The Strategist

EC suspected Luxembourg of illegally providing tax incentives to French Engie

09/19/2016 - 14:45

The European Commission (EC) announced start of proceedings on a taxation scheme accorded to French power and gas group GDF Suez (now called Engie) in Luxembourg.

"The Commission has a reason to believe that some of decision of Luxembourg’s tax authorities, contrary to the EU rules of the state support, could give GDF Suez an unfair advantage over other companies" - said the European Commission in a statement.

According to preliminary estimates of the EC, decisions of Luxembourg could provide GDF Suez with tax benefits not available to other companies, subject to the same tax rules.

"We will carefully study the tax decisions awarded in Luxembourg to GDF Suez. It seems that they are contrary to the national taxation rules, and allow GDF Suez to pay less than other companies", - explained European Commissioner for competition Margrethe Vestager, quoted by press service of the EC.

The investigation includes several subsidiaries of GDF Suez group, created in Luxembourg.

In early August, it became known that partners in "Nord Stream - 2" twin pipeline system (Engie, Gazprom, OMV, Shell, Uniper and Wintershall) decided not to create a consortium in Poland. The union was opposed by the Polish anti-monopoly regulator UOKiK.

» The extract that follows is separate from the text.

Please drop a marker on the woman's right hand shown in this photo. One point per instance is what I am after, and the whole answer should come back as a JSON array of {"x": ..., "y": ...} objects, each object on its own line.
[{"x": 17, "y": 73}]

Earlier, it was reported that Engie plans to cut about 1,150 jobs, or about 20% of the staff of various support services in France, according to L'Expansion. The company’s LNG unit can record annual loss after a slump in the first half of the year.

Engie, in particular, plans to cut 600 jobs at its call-centers, 250 - in the sales department, 200 - in the IT-department, and possibly about 100 jobs in the trade division. The company, however, is not commenting on this information.

LNG industry in Europe is now in a difficult situation due to low gas prices and excess capacity of LNG terminals.

As of the end of 2015, the total number of Engie employees worldwide amounted to 155 thousand people, of whom 74 thousand were located in France.

Earlier this year, the company announced its intention to cut costs by € 1 billion by 2018.

Luxembourg is a small country with a population of only 550 thousand inhabitants. However, there are about 50 thousand companies, many of which are part of multinational corporations. Low taxes is what they find attractive in Luxembourg.

Foreign companies in Luxembourg have access to tax incentives and holding structures, through which they can reduce their tax payments to almost zero. Often, they also do not pay (or pay, but very small) taxes on royalties, dividends, interest, income from liquidations or capital gains.

Tax policy in the European Union is still in the competence of individual states. Many of them see favorable prospects for attracting foreign investment, thus offering the most favorable conditions for the multinationals. Due to these conditions, Luxembourg is gradually becoming an international financial center.

Recently, this issue has received enough attention. The reason was scandalous proceedings with such giants as Amazon, Starbucks, Google, Fiat Chrysler Automobiles. In recent years, the EU has been carrying out investigations to find whether any of Luxembourg’s deals with Amazon and Fiat Chrysler Automobiles violated rules for state subsidies of individual companies.

Under scrutiny are also Ireland and the Netherlands, suspected of creating special privileged conditions for individual companies.